Can LNY service its debt comfortably?
With debt at 4.39% of equity, LNY may be thought of as having low leverage. This range is considered safe as LNY is not taking on too much debt obligation, which can be restrictive and risky for equity-holders. LNY’s risk around capital structure is almost non-existent, and the company has the headroom and ability to raise debt should it need to in the future.
Next Steps:
Are you a shareholder? Although LNY’s debt level is relatively low, its cash flow levels still could not copiously cover its borrowings. This may indicate room for improvement in terms of its operating efficiency. Furthermore, the company may struggle to meet its near term liabilities should an adverse event occur. Given that its financial position may change. You should always be keeping abreast of market expectations for LNY’s future growth on our free analysis platform.

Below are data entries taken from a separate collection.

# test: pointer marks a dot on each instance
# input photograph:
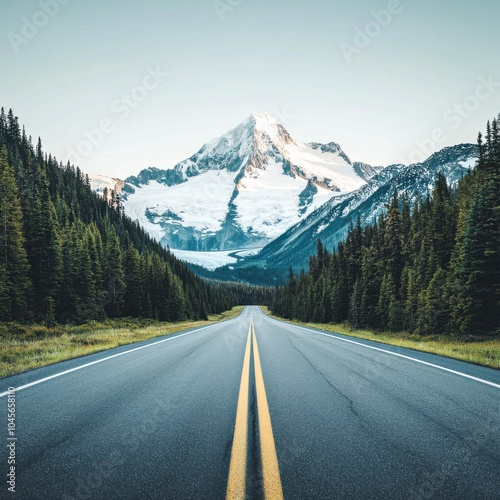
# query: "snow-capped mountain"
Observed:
(241, 190)
(331, 221)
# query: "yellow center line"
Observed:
(237, 468)
(270, 469)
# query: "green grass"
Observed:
(485, 352)
(27, 347)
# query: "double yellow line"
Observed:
(236, 485)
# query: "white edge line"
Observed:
(331, 335)
(36, 382)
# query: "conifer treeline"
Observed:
(68, 255)
(430, 266)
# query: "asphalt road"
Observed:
(320, 416)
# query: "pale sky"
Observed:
(390, 81)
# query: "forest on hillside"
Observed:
(67, 255)
(428, 266)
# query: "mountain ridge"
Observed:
(255, 181)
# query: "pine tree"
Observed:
(13, 257)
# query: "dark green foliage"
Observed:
(14, 267)
(429, 267)
(68, 255)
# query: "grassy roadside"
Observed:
(481, 352)
(27, 347)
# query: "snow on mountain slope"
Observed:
(100, 182)
(240, 190)
(331, 221)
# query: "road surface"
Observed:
(253, 408)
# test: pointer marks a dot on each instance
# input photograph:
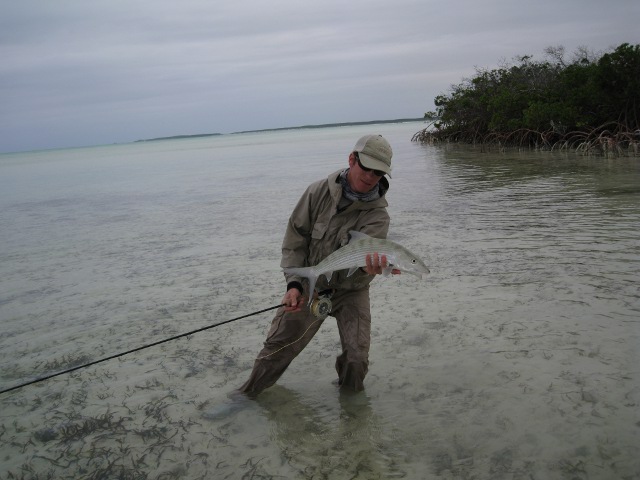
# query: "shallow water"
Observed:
(517, 358)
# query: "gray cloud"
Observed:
(81, 73)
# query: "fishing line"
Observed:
(73, 369)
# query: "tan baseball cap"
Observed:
(375, 153)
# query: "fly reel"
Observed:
(321, 307)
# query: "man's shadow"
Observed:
(320, 439)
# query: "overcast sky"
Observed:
(78, 72)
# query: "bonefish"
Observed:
(353, 256)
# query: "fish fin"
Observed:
(352, 270)
(355, 235)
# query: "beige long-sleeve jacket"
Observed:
(316, 229)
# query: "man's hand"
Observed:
(376, 263)
(293, 300)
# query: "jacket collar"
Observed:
(336, 192)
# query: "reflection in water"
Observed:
(516, 358)
(320, 442)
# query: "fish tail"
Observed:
(306, 272)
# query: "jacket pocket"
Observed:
(319, 229)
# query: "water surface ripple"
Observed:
(517, 358)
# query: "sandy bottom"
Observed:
(468, 379)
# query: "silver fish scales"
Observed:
(353, 256)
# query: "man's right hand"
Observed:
(293, 300)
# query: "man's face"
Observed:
(361, 180)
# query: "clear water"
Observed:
(517, 358)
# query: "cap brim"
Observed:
(374, 164)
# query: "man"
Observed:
(349, 199)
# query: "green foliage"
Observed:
(544, 100)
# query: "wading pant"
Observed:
(291, 332)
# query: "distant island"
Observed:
(324, 125)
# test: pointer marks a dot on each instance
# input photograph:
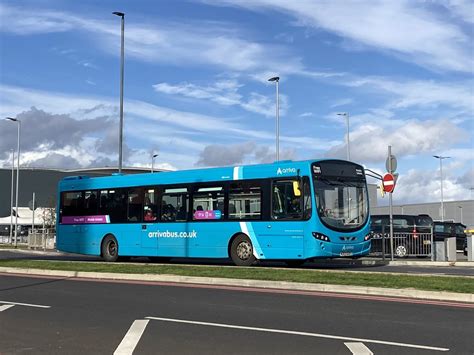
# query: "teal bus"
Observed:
(289, 210)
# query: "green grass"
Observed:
(428, 283)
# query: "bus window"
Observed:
(285, 204)
(135, 204)
(72, 203)
(208, 203)
(174, 205)
(113, 203)
(150, 207)
(307, 198)
(245, 201)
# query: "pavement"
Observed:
(269, 285)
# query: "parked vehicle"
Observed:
(407, 228)
(445, 229)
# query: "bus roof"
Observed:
(285, 168)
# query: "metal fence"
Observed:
(42, 238)
(404, 244)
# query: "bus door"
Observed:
(282, 237)
(149, 233)
(174, 234)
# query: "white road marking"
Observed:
(131, 339)
(6, 306)
(25, 304)
(358, 349)
(291, 332)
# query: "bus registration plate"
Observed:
(345, 253)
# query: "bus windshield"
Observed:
(342, 201)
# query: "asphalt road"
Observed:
(339, 264)
(106, 317)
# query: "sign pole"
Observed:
(390, 202)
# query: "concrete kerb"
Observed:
(280, 285)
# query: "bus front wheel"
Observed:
(110, 249)
(241, 251)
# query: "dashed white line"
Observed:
(358, 349)
(25, 304)
(6, 306)
(291, 332)
(131, 339)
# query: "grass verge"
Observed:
(427, 283)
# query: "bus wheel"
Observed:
(241, 251)
(110, 248)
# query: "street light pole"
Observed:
(277, 80)
(122, 54)
(346, 115)
(10, 240)
(440, 157)
(17, 175)
(153, 161)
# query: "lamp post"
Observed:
(10, 240)
(122, 15)
(153, 161)
(440, 157)
(17, 174)
(277, 80)
(346, 115)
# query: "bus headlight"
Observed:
(322, 237)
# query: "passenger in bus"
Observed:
(149, 215)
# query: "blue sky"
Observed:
(196, 89)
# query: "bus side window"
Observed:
(307, 198)
(245, 201)
(174, 205)
(135, 204)
(150, 204)
(208, 203)
(285, 205)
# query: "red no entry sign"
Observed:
(388, 182)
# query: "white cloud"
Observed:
(369, 142)
(199, 43)
(226, 92)
(405, 28)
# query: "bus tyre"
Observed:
(401, 251)
(241, 251)
(110, 249)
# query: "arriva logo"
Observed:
(281, 171)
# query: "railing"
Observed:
(42, 238)
(404, 244)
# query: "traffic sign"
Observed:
(388, 182)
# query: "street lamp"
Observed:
(153, 161)
(346, 115)
(17, 174)
(10, 240)
(122, 15)
(277, 80)
(440, 157)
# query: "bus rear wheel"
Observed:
(241, 251)
(110, 249)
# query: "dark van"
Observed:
(443, 230)
(405, 244)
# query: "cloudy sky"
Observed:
(196, 89)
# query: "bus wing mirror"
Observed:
(296, 188)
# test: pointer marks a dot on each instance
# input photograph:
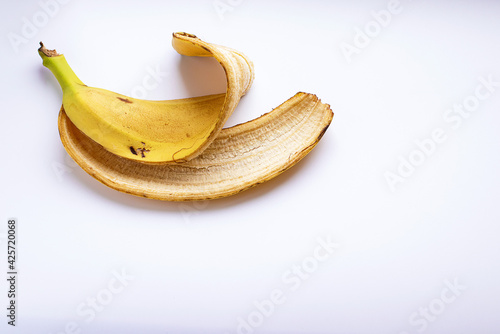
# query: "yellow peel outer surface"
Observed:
(239, 158)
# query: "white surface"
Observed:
(201, 267)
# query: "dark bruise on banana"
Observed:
(142, 150)
(188, 155)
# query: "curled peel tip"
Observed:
(46, 52)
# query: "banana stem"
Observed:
(58, 65)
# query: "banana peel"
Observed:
(227, 162)
(172, 131)
(241, 156)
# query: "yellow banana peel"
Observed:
(177, 150)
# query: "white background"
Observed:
(211, 267)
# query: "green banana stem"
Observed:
(58, 65)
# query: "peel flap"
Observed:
(239, 158)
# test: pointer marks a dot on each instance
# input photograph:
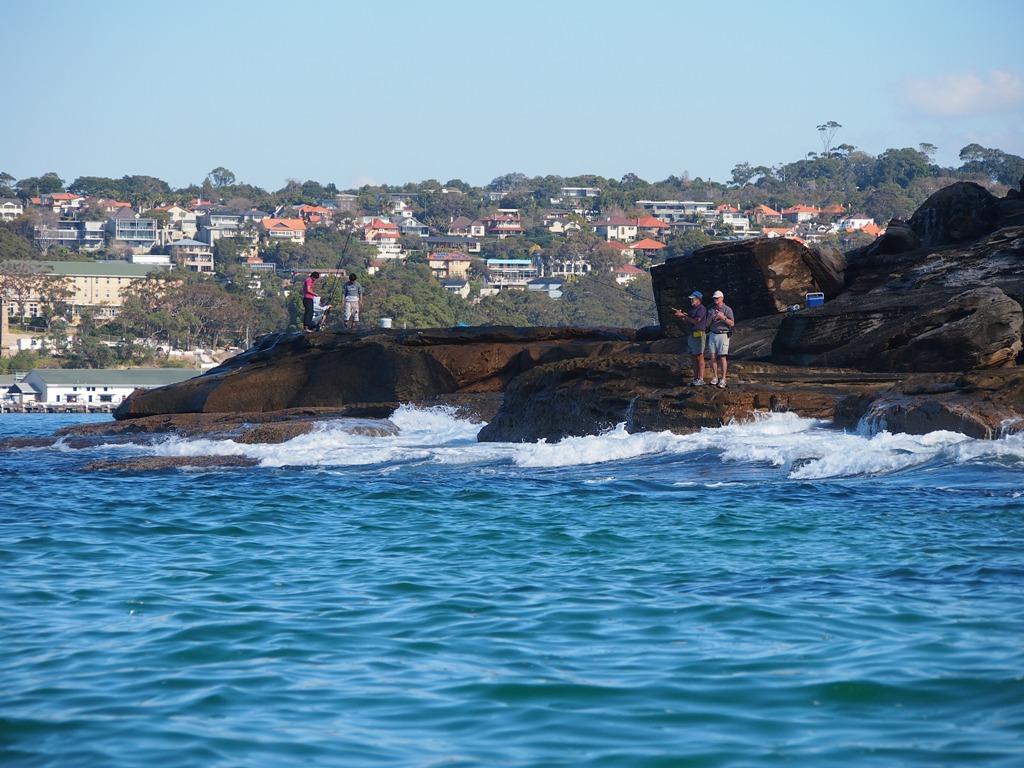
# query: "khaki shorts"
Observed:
(718, 344)
(352, 309)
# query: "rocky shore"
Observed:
(921, 331)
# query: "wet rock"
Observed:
(274, 433)
(336, 370)
(898, 238)
(759, 278)
(954, 214)
(648, 393)
(156, 463)
(985, 406)
(975, 329)
(18, 443)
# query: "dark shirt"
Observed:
(719, 326)
(698, 313)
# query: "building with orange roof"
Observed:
(284, 230)
(383, 235)
(801, 212)
(627, 273)
(651, 225)
(622, 228)
(776, 231)
(762, 213)
(446, 265)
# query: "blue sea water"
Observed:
(775, 593)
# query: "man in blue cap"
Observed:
(695, 320)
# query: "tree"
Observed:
(144, 192)
(97, 186)
(995, 164)
(14, 247)
(36, 185)
(687, 242)
(221, 177)
(826, 132)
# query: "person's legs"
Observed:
(307, 313)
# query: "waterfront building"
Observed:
(10, 208)
(97, 285)
(674, 210)
(134, 231)
(90, 388)
(193, 255)
(510, 273)
(450, 265)
(284, 230)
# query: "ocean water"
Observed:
(774, 593)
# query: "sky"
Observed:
(356, 93)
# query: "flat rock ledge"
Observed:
(157, 463)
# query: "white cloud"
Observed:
(970, 94)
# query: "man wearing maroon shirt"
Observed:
(308, 295)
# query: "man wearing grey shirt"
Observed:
(722, 322)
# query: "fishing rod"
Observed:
(334, 283)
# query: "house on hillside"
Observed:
(616, 227)
(800, 213)
(384, 236)
(676, 210)
(283, 230)
(761, 214)
(456, 286)
(448, 265)
(651, 226)
(563, 226)
(510, 273)
(503, 225)
(627, 273)
(193, 255)
(10, 208)
(453, 243)
(551, 286)
(136, 232)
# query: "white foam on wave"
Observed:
(801, 449)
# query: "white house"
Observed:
(97, 388)
(10, 208)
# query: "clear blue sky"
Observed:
(357, 93)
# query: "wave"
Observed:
(801, 449)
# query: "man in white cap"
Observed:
(720, 329)
(695, 320)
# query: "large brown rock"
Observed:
(984, 404)
(758, 276)
(976, 329)
(647, 393)
(334, 370)
(957, 213)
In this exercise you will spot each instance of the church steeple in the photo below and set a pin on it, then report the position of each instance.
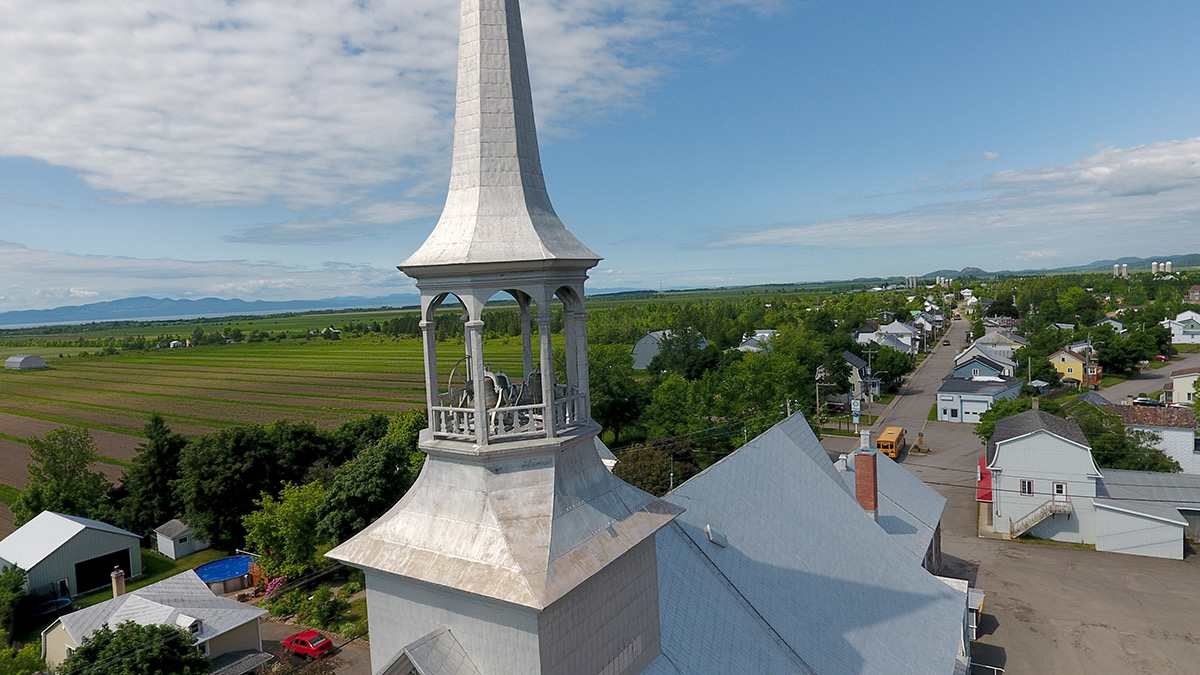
(515, 542)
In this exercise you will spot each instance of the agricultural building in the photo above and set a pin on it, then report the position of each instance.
(226, 631)
(67, 555)
(516, 551)
(24, 362)
(177, 539)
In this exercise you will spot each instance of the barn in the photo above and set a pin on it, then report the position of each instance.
(67, 555)
(24, 362)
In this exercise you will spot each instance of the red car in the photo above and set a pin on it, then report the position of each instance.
(309, 644)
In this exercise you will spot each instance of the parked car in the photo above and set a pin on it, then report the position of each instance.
(309, 644)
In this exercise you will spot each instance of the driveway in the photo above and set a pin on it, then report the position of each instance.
(1047, 608)
(348, 658)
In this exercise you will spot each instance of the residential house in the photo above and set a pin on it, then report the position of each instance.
(66, 555)
(979, 365)
(226, 631)
(177, 539)
(965, 400)
(1042, 479)
(1185, 328)
(756, 341)
(1174, 426)
(1002, 342)
(649, 346)
(1183, 384)
(976, 348)
(1074, 366)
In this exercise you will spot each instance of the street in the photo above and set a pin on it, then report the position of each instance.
(1047, 608)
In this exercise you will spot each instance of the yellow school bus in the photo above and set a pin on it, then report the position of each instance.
(892, 441)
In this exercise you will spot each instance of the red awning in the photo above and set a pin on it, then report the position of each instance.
(983, 485)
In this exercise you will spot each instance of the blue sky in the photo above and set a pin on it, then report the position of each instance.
(282, 150)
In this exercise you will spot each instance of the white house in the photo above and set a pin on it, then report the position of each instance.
(24, 362)
(177, 539)
(1185, 328)
(648, 347)
(67, 555)
(226, 631)
(1043, 481)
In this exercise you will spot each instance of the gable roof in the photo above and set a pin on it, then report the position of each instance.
(36, 539)
(1035, 420)
(1155, 416)
(163, 602)
(795, 539)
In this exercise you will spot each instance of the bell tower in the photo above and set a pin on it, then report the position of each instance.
(515, 547)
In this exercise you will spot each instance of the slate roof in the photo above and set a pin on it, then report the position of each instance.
(807, 580)
(907, 509)
(172, 529)
(1155, 416)
(1033, 420)
(36, 539)
(162, 603)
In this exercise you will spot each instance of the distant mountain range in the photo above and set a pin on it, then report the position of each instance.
(149, 309)
(155, 309)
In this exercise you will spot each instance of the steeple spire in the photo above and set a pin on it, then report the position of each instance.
(497, 208)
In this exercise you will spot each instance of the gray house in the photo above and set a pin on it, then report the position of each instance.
(177, 539)
(66, 555)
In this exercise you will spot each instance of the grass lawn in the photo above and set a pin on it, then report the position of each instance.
(156, 567)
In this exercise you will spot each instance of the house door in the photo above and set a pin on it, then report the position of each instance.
(1060, 491)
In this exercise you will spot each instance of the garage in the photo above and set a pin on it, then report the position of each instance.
(972, 410)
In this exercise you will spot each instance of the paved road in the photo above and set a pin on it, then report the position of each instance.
(1150, 380)
(1047, 608)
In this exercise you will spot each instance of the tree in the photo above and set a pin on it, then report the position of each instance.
(150, 499)
(220, 475)
(366, 487)
(617, 398)
(285, 530)
(12, 590)
(646, 467)
(25, 661)
(133, 649)
(59, 477)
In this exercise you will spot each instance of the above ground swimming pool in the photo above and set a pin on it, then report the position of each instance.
(227, 574)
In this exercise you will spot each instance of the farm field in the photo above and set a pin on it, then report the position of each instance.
(203, 389)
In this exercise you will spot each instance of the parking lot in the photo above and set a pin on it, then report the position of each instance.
(1048, 609)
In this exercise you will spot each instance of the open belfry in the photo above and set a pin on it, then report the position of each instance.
(515, 550)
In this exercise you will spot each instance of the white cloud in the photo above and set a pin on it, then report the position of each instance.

Are you a potential investor? LNY seems to have a sensible level of debt, which means there’s still some headroom to grow debt funding. But its current cash flow coverage of existing debt, along with its low liquidity, is concerning. However, keep in mind that this is a point-in-time analysis, and today’s performance may not be representative of LNY’s track record. You should continue your analysis by taking a look at LNY’s past performance analysis on our free platform to conclude on LNY’s financial health.
To help readers see pass the short term volatility of the financial market, we aim to bring you a long-term focused research analysis purely driven by fundamental data. Note that our analysis does not factor in the latest price sensitive company announcements.
The author is an independent contributor and at the time of publication had no position in the stocks mentioned.